Thank you.
To speed up the process, I think there needs to be a look at the steps. There are no clear steps for ATR. We kind of get lost in the Canadian government staff or the Department of Justice staff looking at their liabilities and what that is, rather than looking at getting the lands back to the nations as quickly as possible. We get tied up in environmental reviews and we get tied up in what municipalities say.
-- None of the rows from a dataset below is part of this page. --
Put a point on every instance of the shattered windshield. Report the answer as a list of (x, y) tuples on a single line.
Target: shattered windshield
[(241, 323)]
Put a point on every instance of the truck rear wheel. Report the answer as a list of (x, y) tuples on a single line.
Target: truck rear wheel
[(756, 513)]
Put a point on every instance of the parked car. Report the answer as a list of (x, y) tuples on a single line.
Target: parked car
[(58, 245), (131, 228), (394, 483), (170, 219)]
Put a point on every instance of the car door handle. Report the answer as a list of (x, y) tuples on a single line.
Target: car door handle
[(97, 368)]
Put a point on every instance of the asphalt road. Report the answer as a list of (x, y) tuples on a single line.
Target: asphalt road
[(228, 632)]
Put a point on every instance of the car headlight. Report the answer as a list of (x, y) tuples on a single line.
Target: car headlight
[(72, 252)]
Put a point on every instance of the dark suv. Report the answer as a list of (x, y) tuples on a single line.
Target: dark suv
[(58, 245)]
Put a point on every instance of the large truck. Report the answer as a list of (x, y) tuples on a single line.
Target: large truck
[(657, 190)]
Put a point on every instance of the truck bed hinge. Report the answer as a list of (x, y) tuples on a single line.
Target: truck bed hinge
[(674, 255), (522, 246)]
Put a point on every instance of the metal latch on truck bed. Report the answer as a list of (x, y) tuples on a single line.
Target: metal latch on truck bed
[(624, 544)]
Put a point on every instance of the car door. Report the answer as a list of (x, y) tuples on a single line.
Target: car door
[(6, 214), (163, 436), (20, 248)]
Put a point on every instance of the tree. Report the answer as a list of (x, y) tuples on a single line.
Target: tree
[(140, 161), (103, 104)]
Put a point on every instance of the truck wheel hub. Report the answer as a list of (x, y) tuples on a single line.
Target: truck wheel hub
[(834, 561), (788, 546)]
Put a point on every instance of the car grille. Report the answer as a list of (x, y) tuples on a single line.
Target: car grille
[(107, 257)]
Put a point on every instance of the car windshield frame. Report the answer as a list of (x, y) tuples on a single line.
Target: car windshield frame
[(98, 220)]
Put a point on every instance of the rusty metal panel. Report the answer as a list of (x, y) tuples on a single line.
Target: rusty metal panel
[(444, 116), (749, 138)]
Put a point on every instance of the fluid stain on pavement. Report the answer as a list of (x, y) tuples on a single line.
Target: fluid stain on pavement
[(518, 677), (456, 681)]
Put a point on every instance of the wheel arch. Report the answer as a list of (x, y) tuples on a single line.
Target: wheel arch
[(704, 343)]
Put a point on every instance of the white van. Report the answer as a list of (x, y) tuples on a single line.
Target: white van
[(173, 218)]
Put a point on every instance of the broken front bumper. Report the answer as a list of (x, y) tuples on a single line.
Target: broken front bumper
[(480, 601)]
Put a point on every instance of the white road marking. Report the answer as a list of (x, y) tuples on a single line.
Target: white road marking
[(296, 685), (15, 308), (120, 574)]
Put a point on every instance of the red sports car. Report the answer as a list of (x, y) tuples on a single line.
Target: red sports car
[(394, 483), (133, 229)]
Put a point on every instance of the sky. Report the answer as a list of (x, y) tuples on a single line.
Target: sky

From a first nations lens, a municipality is a child of the provincial government and its opinions shouldn't overtake the nations getting their land back. A lot of times in the ATR process, for example, municipalities provide comments about municipal services, about access to roads and about all this loss of taxation revenue, but it's the nation's land, so why are we delayed because of a municipality? Why are we delayed because of the liability of Canada? Why are we delayed because of all this bureaucracy and people who have to have a say in things, when it's our land?
As an indigenous person, I'm looking at it as my land and wondering why it's taking you so long to give it back to me. That's some of the bureaucracy that comes up with that.
Then we get tied up in people playing politics, for example. They're bringing up other issues that don't necessarily reflect that it's indigenous land. They want to talk about something else and then they start playing politics with local MPs and other things to raise other issues, when the issue for nations is getting that land back and reconnecting with that land.